Terakhir, dia harus melengakpi dirinya dengan sifat-sifat Tuhan baik yang positif maupun yang negatif, yaitu pengetahuan, kekuasaanb, kebijaksanaan, kebebasan dari keinginan jasmaniah, dan sebagainya. Melaksanakan kewajiban demi diri sendiri, demi yang lain-lainnya dan demi Tuhan, secara ringkas, merupakan salah satu disiplin jiwa yang esensial.

Kewajiban yang terakhir adalah suatu akhir diri, dua yang disebut sebelumnya membawa kepada perwujudannya dalam visi akan rahmat Tuhan, dan visi sekaligus menjadi identik dengan esensi Tuhan.


Filsafat dan Agama

Filsafat merupakan pemahaman akal secara murni atas kebenaran konsep-konsep dan imajinasi yang sesungguhnya, tak dapat dijangkau oleh cara-cara pengungkapan konvensional. Bahasa merupakan hasil dari kebutuhan-kebutuhan material lingkungan sosail dan karena itu hanya dapat menyentuh dunia fenomena semata.

Dunia angkasa, yang abstrak dan non bendawi, tidak dapat dijangkau.
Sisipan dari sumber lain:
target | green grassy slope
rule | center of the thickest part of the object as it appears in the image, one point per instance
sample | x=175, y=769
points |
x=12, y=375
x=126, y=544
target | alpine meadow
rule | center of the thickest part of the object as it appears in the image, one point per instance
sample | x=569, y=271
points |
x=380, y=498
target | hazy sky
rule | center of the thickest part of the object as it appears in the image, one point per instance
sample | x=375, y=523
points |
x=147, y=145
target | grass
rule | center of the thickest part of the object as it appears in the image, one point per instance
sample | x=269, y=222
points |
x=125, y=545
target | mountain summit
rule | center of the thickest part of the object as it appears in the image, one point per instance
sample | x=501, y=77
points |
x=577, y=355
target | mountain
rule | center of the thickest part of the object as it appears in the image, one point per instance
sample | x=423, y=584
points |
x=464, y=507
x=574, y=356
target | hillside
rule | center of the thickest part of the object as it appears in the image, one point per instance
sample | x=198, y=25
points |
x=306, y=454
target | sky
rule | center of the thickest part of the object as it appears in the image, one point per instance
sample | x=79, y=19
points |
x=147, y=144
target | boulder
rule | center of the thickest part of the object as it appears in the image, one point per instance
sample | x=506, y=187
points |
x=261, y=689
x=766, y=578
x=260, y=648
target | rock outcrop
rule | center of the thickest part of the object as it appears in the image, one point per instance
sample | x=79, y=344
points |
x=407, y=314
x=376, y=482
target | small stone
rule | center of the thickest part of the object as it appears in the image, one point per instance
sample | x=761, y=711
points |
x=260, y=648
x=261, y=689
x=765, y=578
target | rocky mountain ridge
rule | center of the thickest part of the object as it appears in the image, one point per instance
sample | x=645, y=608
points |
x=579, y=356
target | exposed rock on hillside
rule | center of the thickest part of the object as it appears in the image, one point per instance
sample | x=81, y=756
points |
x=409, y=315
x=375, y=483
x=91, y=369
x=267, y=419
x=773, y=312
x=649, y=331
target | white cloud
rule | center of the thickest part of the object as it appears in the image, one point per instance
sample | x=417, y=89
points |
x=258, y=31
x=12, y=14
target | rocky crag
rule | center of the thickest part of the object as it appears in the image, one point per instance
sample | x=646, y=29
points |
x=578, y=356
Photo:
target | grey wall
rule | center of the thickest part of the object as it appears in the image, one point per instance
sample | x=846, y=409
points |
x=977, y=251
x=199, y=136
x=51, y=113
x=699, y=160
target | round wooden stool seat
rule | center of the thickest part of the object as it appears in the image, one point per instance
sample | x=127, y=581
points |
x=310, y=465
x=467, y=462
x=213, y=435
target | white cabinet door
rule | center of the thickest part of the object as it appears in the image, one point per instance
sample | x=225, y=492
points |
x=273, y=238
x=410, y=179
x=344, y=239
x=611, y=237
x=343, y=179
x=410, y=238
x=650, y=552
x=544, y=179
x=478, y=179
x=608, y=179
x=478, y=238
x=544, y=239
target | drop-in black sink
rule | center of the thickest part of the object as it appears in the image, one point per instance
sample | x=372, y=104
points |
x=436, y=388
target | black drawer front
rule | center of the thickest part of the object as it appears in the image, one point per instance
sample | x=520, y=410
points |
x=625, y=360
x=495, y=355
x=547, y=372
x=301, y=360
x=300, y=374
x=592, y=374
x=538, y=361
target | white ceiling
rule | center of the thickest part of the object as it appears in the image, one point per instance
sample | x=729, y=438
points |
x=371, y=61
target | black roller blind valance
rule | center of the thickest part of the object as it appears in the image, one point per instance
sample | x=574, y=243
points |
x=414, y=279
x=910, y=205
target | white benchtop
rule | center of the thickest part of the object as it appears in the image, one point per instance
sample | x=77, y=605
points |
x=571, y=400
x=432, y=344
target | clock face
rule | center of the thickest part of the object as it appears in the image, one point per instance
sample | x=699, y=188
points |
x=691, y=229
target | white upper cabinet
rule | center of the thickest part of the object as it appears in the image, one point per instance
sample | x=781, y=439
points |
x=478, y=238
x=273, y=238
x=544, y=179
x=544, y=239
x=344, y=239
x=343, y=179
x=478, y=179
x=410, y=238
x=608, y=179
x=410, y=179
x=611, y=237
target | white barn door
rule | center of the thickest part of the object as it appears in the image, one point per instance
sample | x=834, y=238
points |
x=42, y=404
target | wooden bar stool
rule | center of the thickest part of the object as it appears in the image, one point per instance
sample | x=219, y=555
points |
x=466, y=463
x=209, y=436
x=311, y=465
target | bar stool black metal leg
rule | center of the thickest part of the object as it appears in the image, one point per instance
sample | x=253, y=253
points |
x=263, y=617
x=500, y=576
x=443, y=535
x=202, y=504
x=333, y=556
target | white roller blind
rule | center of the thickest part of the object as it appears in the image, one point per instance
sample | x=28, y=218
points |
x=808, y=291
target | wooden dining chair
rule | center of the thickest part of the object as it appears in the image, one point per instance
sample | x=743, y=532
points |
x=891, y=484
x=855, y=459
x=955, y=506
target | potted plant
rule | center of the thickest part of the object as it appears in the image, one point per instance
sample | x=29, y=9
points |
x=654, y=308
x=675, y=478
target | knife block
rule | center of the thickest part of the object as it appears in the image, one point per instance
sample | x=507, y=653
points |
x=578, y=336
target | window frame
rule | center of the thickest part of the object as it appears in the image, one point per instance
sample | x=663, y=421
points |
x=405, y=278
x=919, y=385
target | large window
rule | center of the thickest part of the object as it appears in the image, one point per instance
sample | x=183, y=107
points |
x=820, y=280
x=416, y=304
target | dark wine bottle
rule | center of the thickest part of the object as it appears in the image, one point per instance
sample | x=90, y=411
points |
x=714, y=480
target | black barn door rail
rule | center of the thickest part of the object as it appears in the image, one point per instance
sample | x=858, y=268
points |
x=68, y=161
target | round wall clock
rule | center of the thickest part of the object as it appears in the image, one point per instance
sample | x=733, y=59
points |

Bila dilukiskan dengan lambang bendawi, maka ia akan kehilangan esensinya, dan bisa-bisa orang menganggapnya tidak sebagaimana yang sebenarnya.

Kalau begitu mengapa Al-Quran melukiskan dunia-atas itu dalam ibarat-ibarat, sehingga pandangan yang lebih jelas terkesampingkan dan orang bisa jatuh ke dalam kesalahan-kesalahan fatal karena menganggap pemenuhan kebutuhan jasmaniah sebagai esensi Tuhan, padahal Dia lepas dari itu? Dan mengapa Kitab Suci tidak hanya sekedar memberikan ajaran-ajaran dan tatacara pemujaan, dan memberi manusia ijin untuk mengumpulkan kekayaan serta memberinya kebebasan mencari makan, yang dengan cara itu mereka mengejar tujuan yang sia-sia dan berpaling dari kebenaran? Tidakkah kebutuhan yang sangat penting dari jiwa itu ialah membebaskan diri dari hasrat-hasrat serta ikatan-ikatan duniawi sebelum dia memulai perjalanannya menuju surga? Apakah manusia mau mengesampingkan tujuan-tujuan duniawi untuk mengikuti kebenaran, jika mereka mencapai pengetahuan murni sehingga mampu memahami segala suatu dengan benar? Kegagalan menyedihkan Hayy dalam upaya memberi penerangan kepada massa dengan jalan memberikan konsep-konsep murni itu, membuka jalan bagi menjawab pertanyaa-pertanyaan di atas.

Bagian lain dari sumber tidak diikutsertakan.